Tuition discounting is the practice of accepting lower-than-sticker-prices from students, in order to entice them to enroll. A school that posts a sticker price of $50,000 a year, but only asks students to pay $40,000 a year, has a 20 percent discount rate. Discounts are usually presented to students as scholarships, but when the scholarships are funded entirely by the institution, they’re effectively discounts. (Third party scholarships, by contrast, actually bring in money. That’s true even when the third party is the college’s own foundation.) When a college has too high a discount rate for too long, its survival comes into question. Sweet Briar’s discount rate at time of death was over 60 percent.
Some colleges are getting more strategic about their discounting. That can mean different things. Among other things, it could mean:
“Plateau Pricing,” in which every credit beyond, say, the 12th in a given semester is free. That creates an incentive for students to take 15 or more per semester, which tends to correlate with higher graduation rates.
Buy Three, Get One Free. This can apply either to semesters or years. The idea here is that a student who sticks around long enough gets a freebie. Eat your vegetables and you can have dessert.
Price Freezes. The price at which you enroll is the price you pay through graduation. Again, the idea is to incentivize continuous enrollment.
As a former colleague of mine once argued, it could even apply to a “graduation deposit,” like a security deposit. You get it back, with interest, when you graduate. I’ve never actually seen that tried, but theoretically, it could be.
Strategic discounting in these forms has real appeal. It uses pricing to motivate desired behavior, typically in the form of on-time program completion. Done well and transparently, it could nudge students in the desired direction by aligning their personal short-term incentives with their long-term incentives (and the long-term incentives of the institution).
But every version of discounting-as-incentive falls prey to the same objection. It tends to reward the students who are already the most resourced and capable, and therefore to punish the least resourced. Which is where I’m reminded of Rawls and his difference principle.
On-time completion is easier for students with light external demands on their time and solid academic preparation. It’s harder for students who have to work thirty or forty hours a week for pay, who have kids, and/or whose high school preparation was spotty or worse. All else being equal, building in more rewards for on-time graduation means shifting resources from those who have the least to those who have the most.
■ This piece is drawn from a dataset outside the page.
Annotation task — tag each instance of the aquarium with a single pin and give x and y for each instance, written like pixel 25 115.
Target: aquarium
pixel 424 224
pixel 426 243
And that’s where too many of these discussions stop. One side says that better results are more important than equity, and the other says that equity is the first principle. Both agree that results and equity are basically opposed. Both assume that a Rawlsian solution -- an incentive that has the most benefit for the least advantaged -- doesn’t exist.
The closest thing I’ve seen to a Rawlsian version of discounting is a scholarship with a GPA requirement. The GPA requirement is there to prevent subsidized slacking. But even there, to the extent that it’s easier to get and keep a high GPA when you have pre-existing advantages, it strikes me as missing the mark.
And this is where I’m hoping my wise and worldly readers will come to my rescue.
Have you seen, or come up with, an incentive-based discount that would actually benefit the least advantaged the most? Is there a way to have both incentives and equity?